Interesting, thank you for sharing! As someone also newer to this space, I'm curious about estimates for the proportion of people in leading technical positions similar to "lead AI scientist" at a big company who would actually be interested in this sort of serendipitous conversation. I was under the impression that many in the position "lead AI scientist" at a big company would be either too 1) wrapped up in thinking about their work/pressing problems or 2) uninterested in mundane small-talk topics to spend "a majority of the conversation talking about [OP's] bike seat," but this clearly provides evidence to the contrary.
Why would being a lead AI scientist make somebody uninterested in small talk? Working on complex/important things doesn't cause you to stop being a regular adult with regular social interactions!
The question of the proportion of AI scientists that would be "interested" in such a conversational topic is interesting and tough, my guess would be very high though (~85 percent). To become a "lead AI scientist" you have to care a lot about AI and the science surrounding it, and that generally implies you'll like talking about it and its potential harms/benefits to others! Even if their opinion on x-risk rhetoric is dismissiveness, that opinion is likely something important to them as it's somewhat of a moral standing, since being a capabilities-advancing AI researcher with a high p(doom) is problematic. You can draw parallels with vegetarian/veganism: if you eat meat you have to choose between defending the morality of factory farming processes, accepting that you are being amoral, or having extreme cognitive dissonance. If you are an AI capabilities researcher, you have to choose between defending the morality of advancing ai (downplaying x risk), accepting you are being amoral, or having extreme cognitive dissonance. I would be extremely surprised if there is a large coalition of top AI researchers who simply "have no opinion" or "don't care" about x-risk, though this is mostly just intuition and I'm happy to be proven wrong!
The acausal/ancestor simulation arguments seem a lot like Pascal's Wager, and just as unconvincing to me. For every "kind" simulator someone imagines who would be disappointed in the AI wiping us out, I can imagine an equally "unkind" simulator that penalizes the AI for not finishing the job.
Provided both are possible/similarly plausible, the probability of kind and unkind simulators offset each other, and the logical response is just ignoring the hypothetical. This is pretty much my response to Pascal's Wager.

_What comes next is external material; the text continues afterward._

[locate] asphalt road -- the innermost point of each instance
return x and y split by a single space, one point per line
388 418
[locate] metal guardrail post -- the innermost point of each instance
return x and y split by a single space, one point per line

Here's a few plausible, unkind simulators:
I first started thinking about this issue back in high school debate. We had a topic about whether police or social workers should intervene more in domestic violence cases. One debater argued in favor of armed police, not because it improved the situation, but because it created more violence, which was important to entertain the simulators to avoid our simulation getting shut down.
Since the simulators are a black box, it seems easy to ascribe whatever values we want to them.